Compact construction algorithms for the singlets of SU(N) over mixed tensor product spaces

TL;DR

This paper introduces an efficient algorithm for constructing projection operators onto singlet irreducible representations of SU(N) over mixed tensor product spaces, improving computational efficiency for these specific cases.

Contribution

The paper presents a new, efficient algorithm for constructing projection operators onto SU(N) singlets in mixed Fock space components, avoiding complex translation steps.

Findings

The algorithm simplifies the construction of singlet projections.

It provides transparent access to N dependence in the representations.

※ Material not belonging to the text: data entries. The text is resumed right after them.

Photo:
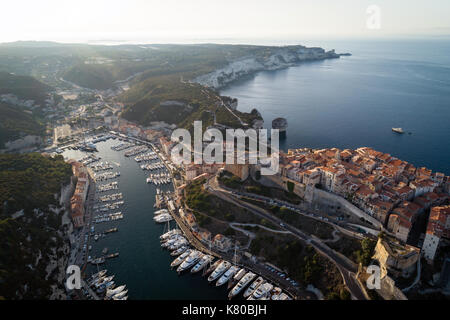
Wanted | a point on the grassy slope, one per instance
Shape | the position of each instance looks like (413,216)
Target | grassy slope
(15,123)
(24,87)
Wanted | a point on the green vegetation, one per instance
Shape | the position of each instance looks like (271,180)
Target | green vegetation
(24,87)
(301,262)
(359,251)
(15,124)
(30,182)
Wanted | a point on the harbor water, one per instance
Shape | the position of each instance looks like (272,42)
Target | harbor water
(143,266)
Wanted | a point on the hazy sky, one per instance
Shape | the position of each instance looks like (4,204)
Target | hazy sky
(175,21)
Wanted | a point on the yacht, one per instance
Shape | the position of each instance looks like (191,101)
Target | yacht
(275,293)
(227,276)
(190,261)
(181,258)
(262,291)
(112,292)
(238,276)
(398,130)
(178,251)
(253,287)
(171,241)
(224,266)
(120,294)
(202,263)
(170,234)
(161,211)
(212,267)
(99,274)
(164,217)
(178,244)
(242,284)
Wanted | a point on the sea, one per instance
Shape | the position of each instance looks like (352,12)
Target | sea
(142,265)
(349,102)
(355,101)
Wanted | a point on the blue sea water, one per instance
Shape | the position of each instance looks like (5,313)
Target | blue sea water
(355,101)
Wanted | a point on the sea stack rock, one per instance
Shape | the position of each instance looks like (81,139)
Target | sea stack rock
(280,124)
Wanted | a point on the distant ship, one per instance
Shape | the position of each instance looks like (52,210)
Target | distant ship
(398,130)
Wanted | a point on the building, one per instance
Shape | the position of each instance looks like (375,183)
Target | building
(222,243)
(438,227)
(396,258)
(239,170)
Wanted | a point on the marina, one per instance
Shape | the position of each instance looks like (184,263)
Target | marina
(187,267)
(137,239)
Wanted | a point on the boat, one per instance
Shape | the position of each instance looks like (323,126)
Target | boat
(275,293)
(161,211)
(179,243)
(398,130)
(227,276)
(262,291)
(190,261)
(181,258)
(112,292)
(238,276)
(172,240)
(120,294)
(242,284)
(253,287)
(99,274)
(98,260)
(164,217)
(178,251)
(212,267)
(202,263)
(224,266)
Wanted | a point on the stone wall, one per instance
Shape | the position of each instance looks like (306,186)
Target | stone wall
(323,197)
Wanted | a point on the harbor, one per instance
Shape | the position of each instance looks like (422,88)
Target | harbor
(142,265)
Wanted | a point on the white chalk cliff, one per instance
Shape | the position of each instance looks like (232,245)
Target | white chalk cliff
(280,58)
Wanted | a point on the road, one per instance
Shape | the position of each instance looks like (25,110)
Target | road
(345,266)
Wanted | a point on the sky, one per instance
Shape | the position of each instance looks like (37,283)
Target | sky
(163,21)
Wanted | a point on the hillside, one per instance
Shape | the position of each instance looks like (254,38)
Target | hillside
(30,243)
(16,123)
(24,87)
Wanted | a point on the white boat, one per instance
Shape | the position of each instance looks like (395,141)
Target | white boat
(178,251)
(111,292)
(227,276)
(178,244)
(169,234)
(190,261)
(164,217)
(161,211)
(262,291)
(98,274)
(275,293)
(171,241)
(181,258)
(212,267)
(202,263)
(253,287)
(224,266)
(242,284)
(120,294)
(398,130)
(238,276)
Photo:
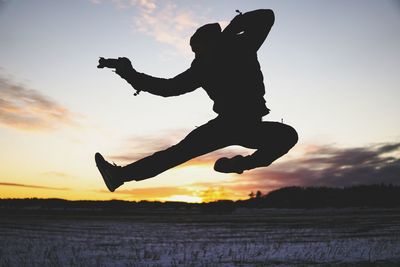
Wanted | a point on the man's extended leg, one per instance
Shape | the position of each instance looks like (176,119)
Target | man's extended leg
(271,139)
(204,139)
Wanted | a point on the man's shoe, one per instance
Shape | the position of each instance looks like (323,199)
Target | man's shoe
(111,173)
(232,165)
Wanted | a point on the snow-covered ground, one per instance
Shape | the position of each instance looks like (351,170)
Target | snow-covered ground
(245,238)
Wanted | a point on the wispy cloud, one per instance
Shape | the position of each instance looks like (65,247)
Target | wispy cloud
(168,24)
(165,21)
(32,186)
(332,166)
(27,109)
(57,174)
(137,147)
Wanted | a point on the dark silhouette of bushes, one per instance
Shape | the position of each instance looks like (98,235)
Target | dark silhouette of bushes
(323,197)
(378,196)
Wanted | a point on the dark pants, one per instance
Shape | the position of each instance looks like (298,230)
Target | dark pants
(271,139)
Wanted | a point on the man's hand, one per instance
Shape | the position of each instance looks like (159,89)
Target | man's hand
(124,67)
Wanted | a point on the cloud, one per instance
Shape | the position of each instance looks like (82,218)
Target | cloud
(57,174)
(27,109)
(33,186)
(137,147)
(165,21)
(331,166)
(168,24)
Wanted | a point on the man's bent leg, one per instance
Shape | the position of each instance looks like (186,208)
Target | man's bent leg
(272,141)
(200,141)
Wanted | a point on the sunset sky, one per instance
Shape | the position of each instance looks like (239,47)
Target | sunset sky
(331,70)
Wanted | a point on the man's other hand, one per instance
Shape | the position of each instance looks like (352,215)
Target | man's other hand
(124,67)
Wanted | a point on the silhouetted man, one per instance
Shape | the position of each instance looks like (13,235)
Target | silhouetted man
(227,68)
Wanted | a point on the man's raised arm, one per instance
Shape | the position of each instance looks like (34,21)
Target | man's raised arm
(251,27)
(180,84)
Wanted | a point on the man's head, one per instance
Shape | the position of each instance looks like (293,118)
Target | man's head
(205,38)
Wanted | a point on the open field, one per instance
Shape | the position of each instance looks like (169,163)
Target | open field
(258,237)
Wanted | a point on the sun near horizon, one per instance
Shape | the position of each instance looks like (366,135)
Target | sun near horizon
(330,70)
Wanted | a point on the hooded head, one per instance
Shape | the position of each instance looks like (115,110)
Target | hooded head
(205,38)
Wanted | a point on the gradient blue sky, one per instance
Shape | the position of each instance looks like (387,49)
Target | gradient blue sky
(332,70)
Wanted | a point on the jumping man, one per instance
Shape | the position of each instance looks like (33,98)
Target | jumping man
(227,68)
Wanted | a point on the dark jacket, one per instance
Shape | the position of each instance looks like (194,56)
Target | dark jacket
(230,74)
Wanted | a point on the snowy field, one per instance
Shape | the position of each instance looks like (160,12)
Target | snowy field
(341,237)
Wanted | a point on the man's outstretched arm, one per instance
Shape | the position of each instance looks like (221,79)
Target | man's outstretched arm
(180,84)
(251,27)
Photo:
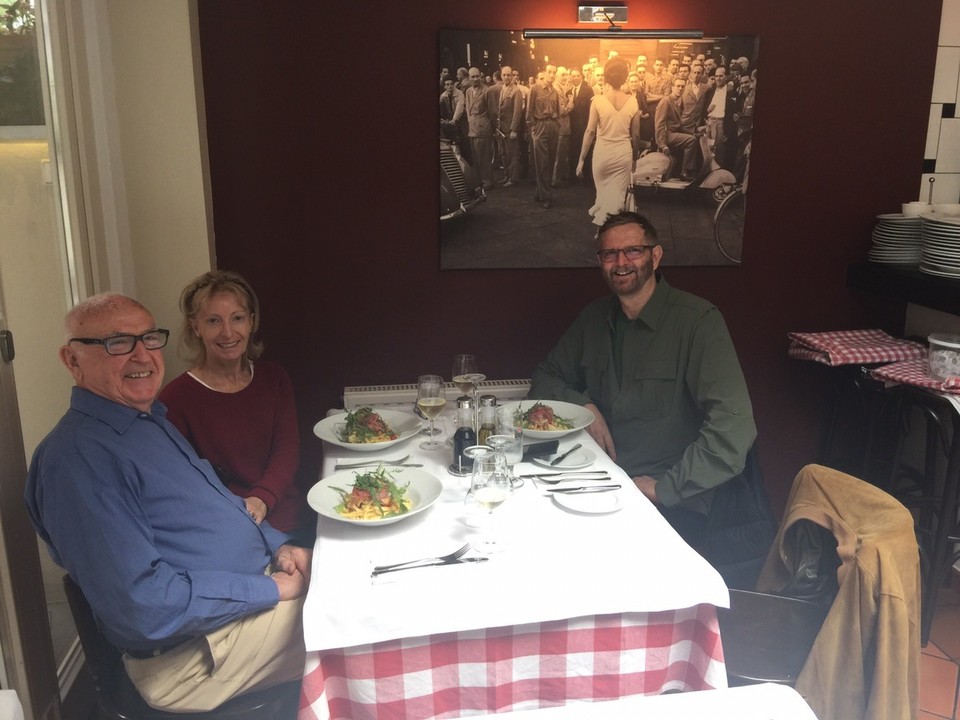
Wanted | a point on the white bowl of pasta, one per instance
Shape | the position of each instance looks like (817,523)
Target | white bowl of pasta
(340,429)
(341,496)
(549,419)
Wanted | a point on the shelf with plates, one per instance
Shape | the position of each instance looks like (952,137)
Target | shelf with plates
(906,283)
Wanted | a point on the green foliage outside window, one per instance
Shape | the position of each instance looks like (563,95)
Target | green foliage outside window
(21,101)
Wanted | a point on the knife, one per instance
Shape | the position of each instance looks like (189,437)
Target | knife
(561,458)
(580,473)
(459,561)
(585,489)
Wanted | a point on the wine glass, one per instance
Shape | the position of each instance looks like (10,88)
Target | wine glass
(431,399)
(467,377)
(489,488)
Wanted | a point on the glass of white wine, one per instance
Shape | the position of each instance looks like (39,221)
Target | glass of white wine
(489,488)
(467,378)
(431,399)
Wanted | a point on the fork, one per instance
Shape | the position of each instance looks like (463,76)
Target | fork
(348,466)
(450,557)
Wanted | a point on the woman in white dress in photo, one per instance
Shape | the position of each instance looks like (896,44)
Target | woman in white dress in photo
(611,114)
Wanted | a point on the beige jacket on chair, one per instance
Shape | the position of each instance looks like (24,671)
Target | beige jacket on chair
(865,662)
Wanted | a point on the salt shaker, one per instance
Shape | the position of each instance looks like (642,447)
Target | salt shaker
(464,437)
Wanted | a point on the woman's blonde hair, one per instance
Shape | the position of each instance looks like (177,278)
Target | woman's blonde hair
(197,293)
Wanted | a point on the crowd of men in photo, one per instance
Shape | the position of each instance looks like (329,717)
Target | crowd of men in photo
(510,129)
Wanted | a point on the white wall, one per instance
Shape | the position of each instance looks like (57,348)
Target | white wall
(162,153)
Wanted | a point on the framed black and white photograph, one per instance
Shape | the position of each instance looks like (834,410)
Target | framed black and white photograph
(541,139)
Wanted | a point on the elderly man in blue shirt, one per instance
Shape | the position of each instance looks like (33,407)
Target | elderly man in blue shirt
(205,603)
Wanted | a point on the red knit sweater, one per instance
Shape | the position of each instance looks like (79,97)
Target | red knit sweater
(250,437)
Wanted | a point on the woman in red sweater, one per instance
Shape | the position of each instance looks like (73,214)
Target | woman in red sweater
(237,411)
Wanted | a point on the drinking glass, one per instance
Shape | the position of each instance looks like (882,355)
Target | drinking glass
(431,399)
(489,488)
(467,378)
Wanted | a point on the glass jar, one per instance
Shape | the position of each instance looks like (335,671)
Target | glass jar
(464,437)
(488,418)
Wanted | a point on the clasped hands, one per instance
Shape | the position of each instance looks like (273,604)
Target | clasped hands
(291,571)
(599,431)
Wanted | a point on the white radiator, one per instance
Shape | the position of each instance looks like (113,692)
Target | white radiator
(406,394)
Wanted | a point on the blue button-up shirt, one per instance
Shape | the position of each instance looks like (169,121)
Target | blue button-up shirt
(161,549)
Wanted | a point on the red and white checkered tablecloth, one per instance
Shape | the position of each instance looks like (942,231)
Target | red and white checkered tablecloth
(852,347)
(521,667)
(914,372)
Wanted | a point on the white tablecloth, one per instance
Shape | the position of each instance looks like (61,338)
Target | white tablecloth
(753,702)
(558,564)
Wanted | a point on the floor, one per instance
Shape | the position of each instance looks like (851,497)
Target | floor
(939,664)
(940,660)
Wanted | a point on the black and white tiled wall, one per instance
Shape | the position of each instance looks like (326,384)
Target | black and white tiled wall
(941,158)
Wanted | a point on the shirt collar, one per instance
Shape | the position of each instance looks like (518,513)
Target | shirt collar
(119,417)
(653,312)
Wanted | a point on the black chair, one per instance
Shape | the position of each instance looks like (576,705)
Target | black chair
(837,608)
(767,638)
(118,699)
(931,491)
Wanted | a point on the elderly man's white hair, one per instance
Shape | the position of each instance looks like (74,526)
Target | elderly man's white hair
(94,305)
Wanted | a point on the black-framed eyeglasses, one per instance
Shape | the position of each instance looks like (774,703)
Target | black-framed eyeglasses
(124,344)
(634,252)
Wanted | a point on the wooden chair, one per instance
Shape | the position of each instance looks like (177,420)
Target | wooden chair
(118,699)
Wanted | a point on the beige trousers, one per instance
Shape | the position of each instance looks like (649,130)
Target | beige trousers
(252,653)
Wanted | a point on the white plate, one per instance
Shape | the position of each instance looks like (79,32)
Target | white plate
(898,217)
(423,491)
(403,424)
(595,503)
(577,414)
(573,461)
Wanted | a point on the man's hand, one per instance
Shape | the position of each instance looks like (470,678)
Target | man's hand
(257,508)
(290,586)
(293,571)
(648,486)
(600,432)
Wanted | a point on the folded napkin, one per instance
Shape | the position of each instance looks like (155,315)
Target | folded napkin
(914,372)
(853,347)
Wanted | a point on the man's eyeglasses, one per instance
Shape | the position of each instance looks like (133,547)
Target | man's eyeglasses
(124,344)
(634,252)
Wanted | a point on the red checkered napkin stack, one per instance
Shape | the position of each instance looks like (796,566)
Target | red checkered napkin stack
(914,372)
(854,347)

Comparison shows advantages over previous methods.

Abstract

The irreducible representations of SU(N) over a mixed quark-antiquark Fock space component have been studied for many years. In analogy to the case for the quark-only Fock space component, there exist efficient tools to classify the irreducible representations of SU(N) over a mixed tensor product space using tableaux. Unlike the quark-only case, the only general algorithm known to us for constructing the associated projection operators onto irreducible multiplets involves translating N-1 fundamental factors into an antifundamental factor using the Leibniz rule, which turns out to be computationally extremely inefficient. If one is interested only in singlets, this problem can be entirely avoided as is demonstrated below where we provide an efficient algorithm to construct the projection operatators onto the irreducible representations of dimension 1 of the special unitary group SU(N) over a mixed Fock space component that transparently gives access to N dependence, and discuss the relative merits in comparison to an alternative algorithm briefly discussed in a different context by Keppeler and Sjoedahl.